Stare con i piedi per terra e la testa tra le nuvole, non smettere mai di correre, scoprire che i baci fanno rumore, che le mani sanno parlare e far ridere. Cosa c’è dentro la testa di un giovane di 25 anni che alla sua seconda opera letteraria si dedica al passaggio perenne dell’etereo sopra le nostre teste? C’è la magia di un mondo interiore, sensibile e inesplorato eppure alla portata di tutti, c’è un universo che rappresenta – con uno semplice sguardo verso l’altro – e al contempo verso l’interno dell’Io –  uno stato d’animo e il suo cambiamento al trasformarsi della forma del cielo, una emozione perenne in evoluzione positiva per coprire il senso della Vita. Pochi versi ma incisivi nel delizioso libretto di Lorenzo Cioce “Hai mai corso fra le nuvole?” (edizioni Minerva) incantano la lettura di un fruitore di ogni età che risponde a questa domanda assaporando a brevi sorsi quest’opera ricca di spunti di ogni tipo, dai macrosistemi come la Felicità, riscontrabile in un chicco di caffè, alla disgregazione del consenso che caratterizza la ribellione degli universitari in cerca di dialogo, dagli sprechi d’amore nei pomeriggi noiosi d’autunno al verde energetico del pistacchio riassunto in un’apposita ode all’amato frutto o al luminescente riflesso ecologico del pannello solare. Ogni attenzione dimostrata al presente attuale, o al ricordo di un passato proustiano condito dalla memoria emotiva di un sentimento vissuto non a pieno, è filtrata sempre dalle nuvole, secondo Cioce occhi per guardare il mondo, mentre lo stiamo vivendo e immaginando. E l’opera, nel suo scorrimento si potrebbe definire universale, talmente semplice, intensa e originale è la sua scrittura, tanto che alcune delle sue micro-storie in poesia sono state tradotte ora in inglese e portoghese (racchiuse in appendice della stessa raccolta), a firma rispettivamente di  Gaia Celeste e Antonella Rita Roscilli.

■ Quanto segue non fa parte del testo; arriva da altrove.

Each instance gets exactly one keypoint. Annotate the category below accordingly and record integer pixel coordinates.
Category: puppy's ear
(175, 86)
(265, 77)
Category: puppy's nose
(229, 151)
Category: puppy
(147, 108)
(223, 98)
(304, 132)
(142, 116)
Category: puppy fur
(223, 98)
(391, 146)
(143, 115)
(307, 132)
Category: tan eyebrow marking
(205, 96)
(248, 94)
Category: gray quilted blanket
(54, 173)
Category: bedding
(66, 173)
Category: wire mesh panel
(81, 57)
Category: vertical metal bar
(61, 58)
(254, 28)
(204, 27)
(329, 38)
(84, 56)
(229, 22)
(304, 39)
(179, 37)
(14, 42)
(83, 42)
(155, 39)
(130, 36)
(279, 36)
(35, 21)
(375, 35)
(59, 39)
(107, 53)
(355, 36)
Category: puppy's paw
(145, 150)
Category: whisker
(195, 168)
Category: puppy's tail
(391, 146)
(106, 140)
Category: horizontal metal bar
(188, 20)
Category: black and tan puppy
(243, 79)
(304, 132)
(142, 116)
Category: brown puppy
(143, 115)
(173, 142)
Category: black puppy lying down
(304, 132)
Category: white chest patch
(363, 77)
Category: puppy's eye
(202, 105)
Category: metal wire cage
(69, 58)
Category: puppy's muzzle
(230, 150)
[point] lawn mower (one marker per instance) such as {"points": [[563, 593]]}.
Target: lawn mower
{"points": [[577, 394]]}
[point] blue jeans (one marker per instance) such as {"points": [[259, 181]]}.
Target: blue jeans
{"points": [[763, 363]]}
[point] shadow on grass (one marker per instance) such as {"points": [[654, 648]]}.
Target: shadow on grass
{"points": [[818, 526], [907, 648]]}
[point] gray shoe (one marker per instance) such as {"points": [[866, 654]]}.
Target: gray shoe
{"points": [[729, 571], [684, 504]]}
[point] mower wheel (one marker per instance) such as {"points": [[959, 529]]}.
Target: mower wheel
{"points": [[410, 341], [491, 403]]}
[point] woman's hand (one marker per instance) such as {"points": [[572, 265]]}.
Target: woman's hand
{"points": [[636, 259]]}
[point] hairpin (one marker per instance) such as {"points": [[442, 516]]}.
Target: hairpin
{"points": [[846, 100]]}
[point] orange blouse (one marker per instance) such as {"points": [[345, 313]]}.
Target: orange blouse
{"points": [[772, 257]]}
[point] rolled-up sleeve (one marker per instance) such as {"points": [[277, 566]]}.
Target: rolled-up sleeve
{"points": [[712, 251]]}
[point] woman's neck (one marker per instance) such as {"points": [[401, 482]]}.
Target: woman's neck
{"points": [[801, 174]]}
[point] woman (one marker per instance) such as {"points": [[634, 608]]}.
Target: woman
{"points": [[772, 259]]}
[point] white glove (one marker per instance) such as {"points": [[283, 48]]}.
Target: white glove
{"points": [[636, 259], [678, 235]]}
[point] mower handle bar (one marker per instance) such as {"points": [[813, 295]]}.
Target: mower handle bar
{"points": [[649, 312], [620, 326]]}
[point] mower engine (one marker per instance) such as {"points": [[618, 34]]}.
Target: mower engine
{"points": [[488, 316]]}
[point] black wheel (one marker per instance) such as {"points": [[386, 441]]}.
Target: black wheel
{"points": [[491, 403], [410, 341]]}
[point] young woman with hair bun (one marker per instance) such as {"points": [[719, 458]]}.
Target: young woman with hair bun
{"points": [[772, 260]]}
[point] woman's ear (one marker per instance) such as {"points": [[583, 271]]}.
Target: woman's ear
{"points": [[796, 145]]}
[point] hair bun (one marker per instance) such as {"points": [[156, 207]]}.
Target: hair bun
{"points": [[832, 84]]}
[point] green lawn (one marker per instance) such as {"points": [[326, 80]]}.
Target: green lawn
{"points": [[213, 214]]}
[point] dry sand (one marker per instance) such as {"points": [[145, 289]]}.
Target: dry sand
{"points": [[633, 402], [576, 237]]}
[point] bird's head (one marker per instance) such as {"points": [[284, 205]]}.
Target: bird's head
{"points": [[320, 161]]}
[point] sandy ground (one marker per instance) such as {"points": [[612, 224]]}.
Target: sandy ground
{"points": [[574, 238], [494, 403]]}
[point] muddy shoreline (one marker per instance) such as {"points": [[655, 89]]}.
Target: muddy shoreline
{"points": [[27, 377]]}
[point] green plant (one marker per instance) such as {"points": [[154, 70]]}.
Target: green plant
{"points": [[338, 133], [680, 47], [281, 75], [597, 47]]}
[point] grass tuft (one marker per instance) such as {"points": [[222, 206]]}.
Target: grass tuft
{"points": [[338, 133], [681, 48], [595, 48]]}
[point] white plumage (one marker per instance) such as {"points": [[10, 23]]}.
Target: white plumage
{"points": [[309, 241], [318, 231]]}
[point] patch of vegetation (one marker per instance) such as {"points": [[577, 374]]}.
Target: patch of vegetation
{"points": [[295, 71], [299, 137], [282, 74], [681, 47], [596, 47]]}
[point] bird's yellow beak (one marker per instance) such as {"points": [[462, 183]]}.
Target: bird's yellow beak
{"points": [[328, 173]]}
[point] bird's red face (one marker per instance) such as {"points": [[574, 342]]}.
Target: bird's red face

“Come brasilianista e traduttrice – ci racconta la Roscilli – sentii l’esigenza di trasferire in altra lingua la poesia di Lorenzo Cioce poiché ne colsi immediatmante la trasversalità. Già nel 2014 decisi dunque di pubblicare ne “l’angolo della poesia” di SARAPEGBE (la rivista di dialogo interculturale on line che dirige, nda), tre sue poesie che tradussi in portoghese:  “Parola”, “Italia mia” e “Il sorriso”, tratte dal suo primo libro “Lo Sprecainchiostro” (ed. Terre Sommerse),  a cura di Nicolò Carosio.   Successivamente, proprio nel 2015 e’ stato pubblicato in italiano un libro di racconti dello scrittore brasiliano Aleilton Fonseca, che ho tradotto: il titolo di uno dei racconti era “Il sapore delle nuvole”, una bella coincidenza con il nome della nuova opera di Cioce. Quindi inviai anche in Portogallo e in Brasile la notizia del libro di Lorenzo e fui emozionata dalla risposta di uno dei più interessanti poeti, romanzisti e critici brasiliani, Carlos Nejar che la apprezzò moltissimo. Ho deciso dunque di tradurre alcuni dei suoi componimenti più musicali che definiscono meglio l’eticità della poesia di questo ammirevole giovane, nei cui versi a mio avviso risplendono valori, ma con la leggiadria, con la “leggerezza” (termine caro a Italo Calvino)  della gioventù, e che al contempo sono anche un monito al vuoto e ai pericoli della società. Si tratta di “Hai mai corso fra le nuvole”, “La giustizia colora il cuore del ribelle”, “Culla di civiltà”, “Respirare” e “Vorrei semplicemente vorrei”.” 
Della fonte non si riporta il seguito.